Lokalpolitik

Metronom: Appell an Senatorin Hajduk

Der Buchholzer Bürgermeister Wilfried Geiger (parteilos) hat sich nach dem Scheitern der Verhandlungen, mehr Metronomzüge aus dem Landkreis Harburg bis zum Hamburger Hauptbahnhof durchfahren zu lassen, in einem Brief an die Senatorin für Stadtentwicklung, Anja Hajduk (GAL), gewandt. "Ich appelliere an Sie, Ihre ablehnende Haltung noch einmal zu überdenken."

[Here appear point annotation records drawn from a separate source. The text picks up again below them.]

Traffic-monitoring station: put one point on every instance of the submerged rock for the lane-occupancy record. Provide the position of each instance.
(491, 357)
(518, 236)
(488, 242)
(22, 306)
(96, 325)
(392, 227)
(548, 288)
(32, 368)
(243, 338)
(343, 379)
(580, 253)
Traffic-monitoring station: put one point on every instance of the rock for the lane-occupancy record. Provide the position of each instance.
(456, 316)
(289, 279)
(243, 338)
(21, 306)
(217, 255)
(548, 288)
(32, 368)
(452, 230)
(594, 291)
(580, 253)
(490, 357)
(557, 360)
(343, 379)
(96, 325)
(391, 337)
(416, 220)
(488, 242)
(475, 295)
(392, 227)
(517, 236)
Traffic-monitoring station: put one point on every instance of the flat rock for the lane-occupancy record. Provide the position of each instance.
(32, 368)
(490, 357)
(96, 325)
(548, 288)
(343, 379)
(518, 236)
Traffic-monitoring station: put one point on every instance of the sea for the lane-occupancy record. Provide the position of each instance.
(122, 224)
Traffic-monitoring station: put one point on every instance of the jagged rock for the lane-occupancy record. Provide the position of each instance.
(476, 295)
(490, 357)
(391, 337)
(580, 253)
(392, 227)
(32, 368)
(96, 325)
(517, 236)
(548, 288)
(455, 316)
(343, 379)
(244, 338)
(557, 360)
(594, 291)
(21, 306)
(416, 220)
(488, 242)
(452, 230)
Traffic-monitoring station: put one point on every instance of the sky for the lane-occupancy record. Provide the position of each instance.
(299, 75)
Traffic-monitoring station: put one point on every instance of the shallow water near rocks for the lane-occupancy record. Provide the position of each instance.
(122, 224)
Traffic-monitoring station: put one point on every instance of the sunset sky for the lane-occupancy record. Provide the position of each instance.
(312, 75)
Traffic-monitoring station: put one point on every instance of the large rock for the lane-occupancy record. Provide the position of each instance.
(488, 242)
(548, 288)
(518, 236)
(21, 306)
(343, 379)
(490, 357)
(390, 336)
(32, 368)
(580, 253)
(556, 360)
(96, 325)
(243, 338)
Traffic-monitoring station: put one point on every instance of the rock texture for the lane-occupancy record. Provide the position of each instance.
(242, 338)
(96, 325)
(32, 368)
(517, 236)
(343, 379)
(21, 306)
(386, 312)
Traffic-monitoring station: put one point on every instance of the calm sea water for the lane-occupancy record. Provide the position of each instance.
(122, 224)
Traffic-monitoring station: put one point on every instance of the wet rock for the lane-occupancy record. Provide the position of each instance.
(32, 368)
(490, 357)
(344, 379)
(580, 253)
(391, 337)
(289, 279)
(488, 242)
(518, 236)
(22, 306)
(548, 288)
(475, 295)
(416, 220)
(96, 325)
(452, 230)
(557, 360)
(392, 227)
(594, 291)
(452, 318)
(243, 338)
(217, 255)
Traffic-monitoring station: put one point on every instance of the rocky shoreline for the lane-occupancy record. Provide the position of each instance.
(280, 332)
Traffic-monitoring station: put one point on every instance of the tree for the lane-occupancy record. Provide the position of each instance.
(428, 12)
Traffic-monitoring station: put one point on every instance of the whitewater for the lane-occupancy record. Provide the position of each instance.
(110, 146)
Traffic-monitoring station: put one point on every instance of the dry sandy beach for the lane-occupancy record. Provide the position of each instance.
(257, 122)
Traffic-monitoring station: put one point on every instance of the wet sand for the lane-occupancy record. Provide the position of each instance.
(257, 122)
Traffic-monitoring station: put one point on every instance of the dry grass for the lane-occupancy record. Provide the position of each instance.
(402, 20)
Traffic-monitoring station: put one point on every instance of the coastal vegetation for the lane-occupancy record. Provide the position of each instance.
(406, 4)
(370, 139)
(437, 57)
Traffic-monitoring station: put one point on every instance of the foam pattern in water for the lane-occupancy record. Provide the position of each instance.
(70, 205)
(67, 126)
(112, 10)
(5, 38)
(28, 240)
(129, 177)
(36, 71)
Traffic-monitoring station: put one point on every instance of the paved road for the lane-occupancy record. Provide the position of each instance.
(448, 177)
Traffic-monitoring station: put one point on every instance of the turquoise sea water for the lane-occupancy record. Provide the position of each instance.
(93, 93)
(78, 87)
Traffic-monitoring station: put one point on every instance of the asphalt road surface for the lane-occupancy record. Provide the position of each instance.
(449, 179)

Buchholz. Geiger verweist darauf, dass im südlichen Umland regelmäßig erhebliche Anstrengungen unternommen werden, um die Verkehrsanbindung der Metropole Hamburg und des Hamburger Hafens zu verbessern. Für den Buchholzer Bürgermeister gehört zu einer funktionierenden Verkehrsinfrastruktur innerhalb der Metropolregion "als unverzichtbarer Bestandteil auch ein attraktiver öffentlicher Nahverkehr".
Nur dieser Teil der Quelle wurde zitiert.